Quand les matons font grève et bloquent les prisons, les prisonniers trinquent et dans certains cas se révoltent : diminution voire suppression du temps de promenade, fin des activités sportives et/ou culturelles, refus de parloirs aux proches, aggravation des conditions de survie au sein de la taule (accès aux soins et à l’hygiène, approvisionnement en eau, etc…).
Le mouvement des geôliers (contre tous les risques que comportent leur sale métier) dure maintenant depuis plus d’une semaine, et il n’est pas rare qu’à l’intérieur jaillissent des révoltes. C’est qui s’est passé dans certaines taules, où des prisonniers se sont révoltés contre un quotidien rendu encore plus insupportable.
Jeudi 18 janvier à Fleury-Mérogis, plus d’une centaine de prisonniers ont refusé de réintégrer leurs cellules à l’issue de la promenade écourtée, qui se sont mis à taper sur les portes et à insulter le personnel. Cette insoumission des prisonniers s’est d’abord traduite au sein du bâtiment B1 en restant immobiles à l’issue de la promenade, ce qui a nécessité l’envoi des ERIS vers 10h30 pour rétablir l’ordre. Puis c’est au sein du bâtiment B2 que plus d’une centaine de prisonniers ont refusé de remonter dans leurs cellules après la promenade du midi. Là encore, l’AP a immédiatement eu recours aux ERIS pour mettre fin à la protestation, qui a duré plus d’une heure.
Samedi 20 janvier à Maubeuge (Nord), la colère des prisonniers était encore plus palpable, à en croire un article de la Voix du Nord : c’est en fin de matinée que la mutinerie a commencé, lorsqu’un groupe d’une vingtaine de détenus s’est rassemblé dans les coursives du bâtiment A2 et s’est mis à détruire des vitres et du mobilier, à entasser des poubelles et à déverser de l’eau savonneuse pour perturber toute intervention des ERIS ou autres.

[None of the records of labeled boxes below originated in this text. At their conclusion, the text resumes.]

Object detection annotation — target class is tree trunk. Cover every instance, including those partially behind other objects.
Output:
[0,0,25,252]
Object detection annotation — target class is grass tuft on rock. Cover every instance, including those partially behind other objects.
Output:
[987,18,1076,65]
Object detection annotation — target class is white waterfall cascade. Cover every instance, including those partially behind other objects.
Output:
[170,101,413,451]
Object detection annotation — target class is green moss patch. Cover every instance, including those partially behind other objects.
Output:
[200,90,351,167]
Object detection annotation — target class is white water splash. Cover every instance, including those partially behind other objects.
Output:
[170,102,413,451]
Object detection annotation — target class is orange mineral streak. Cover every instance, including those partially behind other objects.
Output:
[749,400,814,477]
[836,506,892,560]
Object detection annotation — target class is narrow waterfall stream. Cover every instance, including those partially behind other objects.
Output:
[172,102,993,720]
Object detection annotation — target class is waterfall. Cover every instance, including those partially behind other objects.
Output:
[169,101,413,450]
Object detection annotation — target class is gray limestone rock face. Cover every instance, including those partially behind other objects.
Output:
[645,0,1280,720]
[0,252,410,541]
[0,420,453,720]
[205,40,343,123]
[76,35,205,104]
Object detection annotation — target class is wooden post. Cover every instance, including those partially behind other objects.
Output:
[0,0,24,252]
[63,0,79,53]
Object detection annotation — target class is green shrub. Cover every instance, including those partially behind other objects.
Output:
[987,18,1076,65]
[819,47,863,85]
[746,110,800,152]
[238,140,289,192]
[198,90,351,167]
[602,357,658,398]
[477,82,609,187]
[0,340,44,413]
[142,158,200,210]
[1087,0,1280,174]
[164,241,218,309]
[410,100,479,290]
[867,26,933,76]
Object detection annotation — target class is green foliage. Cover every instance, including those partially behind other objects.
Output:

Par ailleurs, 70 autres mutins ont saboté les serrures de cellules dans trois autres ailes de la prison, d’après un maton de Force Ouvrière. Cinq mutins présumés ont été placés en quartier disciplinaire.
Dehors, la colère gronde aussi du côté des proches et des membres de familles de détenus en raison de cette situation invivable qui dure depuis le début de semaine. « On est venu mercredi et vendredi pour voir notre cousin, explique l’une d’entre elles. Ça nous a été refusé. On l’a eu au téléphone, à l’intérieur, ils n’en peuvent plus d’être coincés dans leur cellule. Ils sont énervés […] »
Le lendemain après-midi, la protestation des prisonniers s’est poursuivie à la prison de Maubeuge, où une quarantaine d’entre eux a refusé de regagner leurs cellules.
A Longuenesse (Pas-de-Calais), près de Saint-Omer, un détenu a agressé deux matons en début de soirée dimanche (21 janvier 2018), à l’aide d’un pied de table (une barre de fer de 80cm de long, de 5 cm sur 5 cm). Les deux souffrent de contusions au bras et ont passé quelques heures à l’hopitalLe maton syndiqué FO, Julien Martin, n’a pas hésité à qualifier cette attaque de « guet-apens » et de « tentative d’assassinat ».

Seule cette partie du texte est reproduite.